Christ’s example did not have eyes fixed downward, despairing at the difficulty and loss, or behind, trying to make sense of the story, but upward, declaring “Yet I want your will.” And forward, to the joy set before Him.
That’s the only way I will be able to follow his example of entrusting and enduring:
To gaze, that is, to take a long look:
At the joy, not the loss.
At the Father, not the trouble.
At what’s ahead, not at what’s right in front of me, and not at all I still have to trudge through.
To look past the labor pains, to the new baby
Past the hardest leg of the race, to the rest and satisfaction of the finish line,
Past this body, to the new one,
Past the suffering, to the glory that outweighs it.
To be in it and yet look past it.
When I’m losing heart, When I am twisted into knots of grief and confusion; trying to make sense of what God has allowed into my life, what if I surrendered the need to understand? What if I entrusted myself to Him?
What if I looked at the most difficult and painful parts of my story as a calling? A calling where He promises to strengthen me with such endurance that my hope in Him survives it? A calling that Immanuel, God WITH us, has promised to walk WITH me through and that He has marched out in front of me, entrusting and enduring, looking up and looking forward, so that I would know the steps to get through it, too?
“…Let us strip off every weight that slows us down, especially the sin that so easily trips us up.

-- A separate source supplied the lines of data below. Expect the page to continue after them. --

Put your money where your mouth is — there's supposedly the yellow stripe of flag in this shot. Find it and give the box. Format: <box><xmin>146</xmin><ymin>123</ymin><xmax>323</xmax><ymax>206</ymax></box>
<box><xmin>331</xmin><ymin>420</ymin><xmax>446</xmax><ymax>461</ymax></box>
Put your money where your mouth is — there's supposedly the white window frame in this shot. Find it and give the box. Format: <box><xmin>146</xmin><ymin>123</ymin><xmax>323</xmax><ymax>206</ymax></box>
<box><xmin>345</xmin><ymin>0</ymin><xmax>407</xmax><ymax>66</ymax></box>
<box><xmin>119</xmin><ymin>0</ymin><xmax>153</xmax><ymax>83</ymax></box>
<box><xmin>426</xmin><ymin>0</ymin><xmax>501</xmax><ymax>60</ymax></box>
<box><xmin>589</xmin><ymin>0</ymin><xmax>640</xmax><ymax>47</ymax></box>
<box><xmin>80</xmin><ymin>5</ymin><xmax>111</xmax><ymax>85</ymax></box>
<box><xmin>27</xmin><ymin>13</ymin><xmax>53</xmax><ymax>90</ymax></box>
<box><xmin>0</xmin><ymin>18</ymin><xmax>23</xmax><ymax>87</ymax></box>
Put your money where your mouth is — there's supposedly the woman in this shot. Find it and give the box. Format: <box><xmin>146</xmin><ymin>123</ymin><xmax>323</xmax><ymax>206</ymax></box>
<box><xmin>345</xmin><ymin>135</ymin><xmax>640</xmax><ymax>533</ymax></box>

And let us run with endurance the race
God has set
Before us.”
You and I did not set the race that is before us right now. We did not choose the course. Believe me, I would have picked a smoother one. But we were called to this.
“So, if you are suffering in a manner that pleases God, keep on doing what is right, and trust your lives to the God who created you, for He will never fail you.”
Oh Lord,
As the pace of life accelerates, may I hold up for just a minute to take a long look at you, in all your perfection, and adore you.
Thank you for your faithfulness to me, your compassion for me, and the example you’ve given me of entrusting yourself to the One who will never fail me. Help me to lay aside the burdens so my hands are free to reach for you and my heart is light to hope in you and my voice is steady to sing your praises. In my suffering, you are working, you are worthy. Lord, help me not to lose sight of that.